L’estrade « Orchestre » était assez grande pour pouvoir contenir dix à douze musiciens et il y avait un piano au fond l’estrade, qui était recouverte pour les jours de mauvais temps.
Juste devant cette estrade s’en trouvait une autre, également recouverte, sur laquelle se tenaient les officiers SS du camp, ainsi que le Chef du camp ( Lagerältester ) et le chef des Capos. C’est à partir de cet endroit que les déportés étaient comptés en sortant du camp pour aller travailler à l’usine. Une fois le matin et une fois le soir. A cet effet ils sortaient, alignés par cinq, au pas cadencé, et au son des marches militaires que jouait l’orchestre.
Le Capo du commando en tête de son commando, marchant devant et à gauche, annonçait à haute voix, le numéro de son commando et le nombre de déportés qui le composait.
Il y avait un espace vert, réservé à une immense tente qui était édifiée lors d’un « arrivage » Et où l’on mettait les nouveaux arrivés en quarantaine pour dux ou trois jours. Le temps d’être désinfectés, tatoués et inscrits à la « Schreibstùbbe ».
Le lieu appelé pompeusement « Piscine » était en fait un bassin contenant une réserve d’eau. Les SS y ont toutefois fait nager le champion du monde natation de l’époque, Nakache, juif nord africain.

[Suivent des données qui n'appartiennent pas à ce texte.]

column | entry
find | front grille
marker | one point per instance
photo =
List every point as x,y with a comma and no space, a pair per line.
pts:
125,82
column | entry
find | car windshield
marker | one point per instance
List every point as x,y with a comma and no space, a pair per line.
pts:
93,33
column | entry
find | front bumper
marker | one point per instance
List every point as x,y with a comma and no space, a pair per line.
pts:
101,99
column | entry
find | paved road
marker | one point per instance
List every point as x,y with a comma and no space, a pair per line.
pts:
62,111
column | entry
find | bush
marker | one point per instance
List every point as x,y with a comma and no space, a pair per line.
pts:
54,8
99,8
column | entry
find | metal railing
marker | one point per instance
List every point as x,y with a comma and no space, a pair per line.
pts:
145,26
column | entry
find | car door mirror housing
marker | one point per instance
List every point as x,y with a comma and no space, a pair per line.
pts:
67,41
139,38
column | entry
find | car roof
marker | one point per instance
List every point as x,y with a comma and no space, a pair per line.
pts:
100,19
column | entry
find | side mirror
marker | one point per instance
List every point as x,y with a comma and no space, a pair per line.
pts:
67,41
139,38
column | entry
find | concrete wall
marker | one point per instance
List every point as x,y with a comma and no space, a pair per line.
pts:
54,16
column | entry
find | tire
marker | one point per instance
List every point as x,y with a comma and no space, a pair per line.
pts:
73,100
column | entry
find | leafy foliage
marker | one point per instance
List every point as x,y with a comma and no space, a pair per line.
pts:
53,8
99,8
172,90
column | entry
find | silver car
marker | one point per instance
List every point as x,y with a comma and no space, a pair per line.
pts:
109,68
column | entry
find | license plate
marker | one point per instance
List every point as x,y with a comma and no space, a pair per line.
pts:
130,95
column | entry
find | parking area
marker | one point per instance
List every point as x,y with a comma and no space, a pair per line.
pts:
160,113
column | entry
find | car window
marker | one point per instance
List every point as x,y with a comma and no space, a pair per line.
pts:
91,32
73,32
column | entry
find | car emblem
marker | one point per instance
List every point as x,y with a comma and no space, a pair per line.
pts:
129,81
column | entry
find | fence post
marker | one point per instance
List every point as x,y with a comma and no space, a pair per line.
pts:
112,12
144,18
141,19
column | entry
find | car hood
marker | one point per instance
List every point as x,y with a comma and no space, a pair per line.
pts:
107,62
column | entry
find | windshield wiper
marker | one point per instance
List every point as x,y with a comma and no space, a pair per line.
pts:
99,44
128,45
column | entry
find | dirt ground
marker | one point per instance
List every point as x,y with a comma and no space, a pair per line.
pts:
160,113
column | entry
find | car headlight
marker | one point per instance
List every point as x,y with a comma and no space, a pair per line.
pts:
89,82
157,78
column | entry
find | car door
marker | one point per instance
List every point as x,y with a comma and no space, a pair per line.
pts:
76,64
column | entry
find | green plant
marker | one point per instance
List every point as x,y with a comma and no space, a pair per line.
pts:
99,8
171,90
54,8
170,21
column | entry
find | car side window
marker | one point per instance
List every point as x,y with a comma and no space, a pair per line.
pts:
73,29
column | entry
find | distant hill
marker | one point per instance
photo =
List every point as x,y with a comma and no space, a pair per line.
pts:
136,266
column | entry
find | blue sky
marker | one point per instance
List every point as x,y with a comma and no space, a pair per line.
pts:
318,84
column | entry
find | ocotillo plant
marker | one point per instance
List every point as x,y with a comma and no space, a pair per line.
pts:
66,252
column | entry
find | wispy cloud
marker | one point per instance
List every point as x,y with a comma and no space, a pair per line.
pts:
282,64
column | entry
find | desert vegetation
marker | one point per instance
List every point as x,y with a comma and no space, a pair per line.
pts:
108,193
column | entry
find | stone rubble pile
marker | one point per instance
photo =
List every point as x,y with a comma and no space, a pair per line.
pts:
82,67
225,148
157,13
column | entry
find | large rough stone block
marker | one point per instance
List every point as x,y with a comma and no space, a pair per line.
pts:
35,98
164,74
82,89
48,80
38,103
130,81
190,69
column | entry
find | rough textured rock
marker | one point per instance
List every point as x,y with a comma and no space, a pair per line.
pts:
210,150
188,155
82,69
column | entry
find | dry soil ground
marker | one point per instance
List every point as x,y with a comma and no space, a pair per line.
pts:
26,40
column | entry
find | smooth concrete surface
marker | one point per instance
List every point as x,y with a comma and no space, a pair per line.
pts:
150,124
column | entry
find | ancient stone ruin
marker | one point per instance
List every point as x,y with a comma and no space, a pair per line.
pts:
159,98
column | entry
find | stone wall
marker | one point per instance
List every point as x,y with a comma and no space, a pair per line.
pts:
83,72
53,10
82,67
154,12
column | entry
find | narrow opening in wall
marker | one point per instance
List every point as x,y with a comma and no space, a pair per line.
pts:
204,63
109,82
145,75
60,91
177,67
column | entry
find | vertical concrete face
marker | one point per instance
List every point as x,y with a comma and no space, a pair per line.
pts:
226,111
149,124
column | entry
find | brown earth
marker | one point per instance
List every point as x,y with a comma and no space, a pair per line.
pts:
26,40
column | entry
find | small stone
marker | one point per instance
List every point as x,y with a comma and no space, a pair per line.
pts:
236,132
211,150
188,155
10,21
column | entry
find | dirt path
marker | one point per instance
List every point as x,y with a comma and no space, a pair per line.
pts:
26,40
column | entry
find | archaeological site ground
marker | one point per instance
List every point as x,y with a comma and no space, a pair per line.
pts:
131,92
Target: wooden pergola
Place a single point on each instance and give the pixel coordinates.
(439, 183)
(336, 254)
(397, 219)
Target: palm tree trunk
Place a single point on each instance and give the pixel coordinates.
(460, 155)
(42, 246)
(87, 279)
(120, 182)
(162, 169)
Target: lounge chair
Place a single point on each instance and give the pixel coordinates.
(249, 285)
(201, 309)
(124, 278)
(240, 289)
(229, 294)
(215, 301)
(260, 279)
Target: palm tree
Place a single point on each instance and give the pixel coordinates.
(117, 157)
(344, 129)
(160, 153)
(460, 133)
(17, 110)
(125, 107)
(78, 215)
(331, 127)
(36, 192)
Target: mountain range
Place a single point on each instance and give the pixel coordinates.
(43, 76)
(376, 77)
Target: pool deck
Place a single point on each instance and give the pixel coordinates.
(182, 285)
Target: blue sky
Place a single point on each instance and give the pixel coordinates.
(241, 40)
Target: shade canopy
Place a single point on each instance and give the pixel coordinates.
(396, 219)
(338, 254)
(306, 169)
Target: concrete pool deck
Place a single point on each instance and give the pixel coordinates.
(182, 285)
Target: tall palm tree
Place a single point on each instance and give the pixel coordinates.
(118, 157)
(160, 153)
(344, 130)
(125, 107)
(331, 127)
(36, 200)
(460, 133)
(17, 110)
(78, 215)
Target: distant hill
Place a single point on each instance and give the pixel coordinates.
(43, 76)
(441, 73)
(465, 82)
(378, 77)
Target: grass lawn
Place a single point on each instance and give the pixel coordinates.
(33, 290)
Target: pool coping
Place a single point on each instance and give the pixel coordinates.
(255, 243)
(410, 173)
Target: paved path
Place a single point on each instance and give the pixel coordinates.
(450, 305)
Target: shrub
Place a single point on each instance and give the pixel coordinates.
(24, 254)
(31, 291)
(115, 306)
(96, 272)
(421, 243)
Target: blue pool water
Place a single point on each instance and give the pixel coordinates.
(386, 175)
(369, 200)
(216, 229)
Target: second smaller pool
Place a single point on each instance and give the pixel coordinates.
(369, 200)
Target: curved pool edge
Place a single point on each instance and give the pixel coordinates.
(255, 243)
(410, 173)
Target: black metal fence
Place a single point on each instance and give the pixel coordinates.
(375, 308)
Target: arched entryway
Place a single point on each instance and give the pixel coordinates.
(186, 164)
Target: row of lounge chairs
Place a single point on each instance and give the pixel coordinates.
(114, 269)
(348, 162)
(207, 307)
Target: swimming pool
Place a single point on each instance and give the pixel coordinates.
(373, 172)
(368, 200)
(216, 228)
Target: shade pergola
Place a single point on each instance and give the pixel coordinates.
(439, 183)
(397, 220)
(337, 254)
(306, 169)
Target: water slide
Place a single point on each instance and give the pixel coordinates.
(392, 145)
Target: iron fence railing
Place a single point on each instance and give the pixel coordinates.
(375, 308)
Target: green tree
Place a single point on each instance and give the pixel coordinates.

Le document qui suit est controversé.
Il s’agit d’une photo aérienne prise le 14 janvier 1945 et annotée de façon très maladroite par les Américains.
Les Américains accolent au nom d’Auschwitz III celui de Buna qui était une usine IG-Farben, alors que le camp et l’usine sont nettement distincts. Serge Smulevic, rescapé d’Auschwitz III Monowitz, indique qu’il y avait au moins trois kilomètres de marche entre le camp et l’usine. De plus, une autre étiquette indique les limites du camp avec le nom de « BUNA ». Là encore, il s’agit d’une grossière erreur. Le camp n’est pas l’usine !
Serge Smulevic reconnait dans cette photo certains éléments : la forme du camp, l’allée centrale, les blocks qui se font face deux à deux, avec deux entrées dans chaque blocks (visibles sur la photo par les chemins dans la neige). Mais il différe sur un autre point : il voit la place d’appel beaucoup plus grande, comme il l’a indiqué sur son plan. Cette différence le fait douter de l’identification de ce camp comme étant celui où il a vécu.
Les maisons situées en haut de la photo seraient celles de très petit village de Monowitz.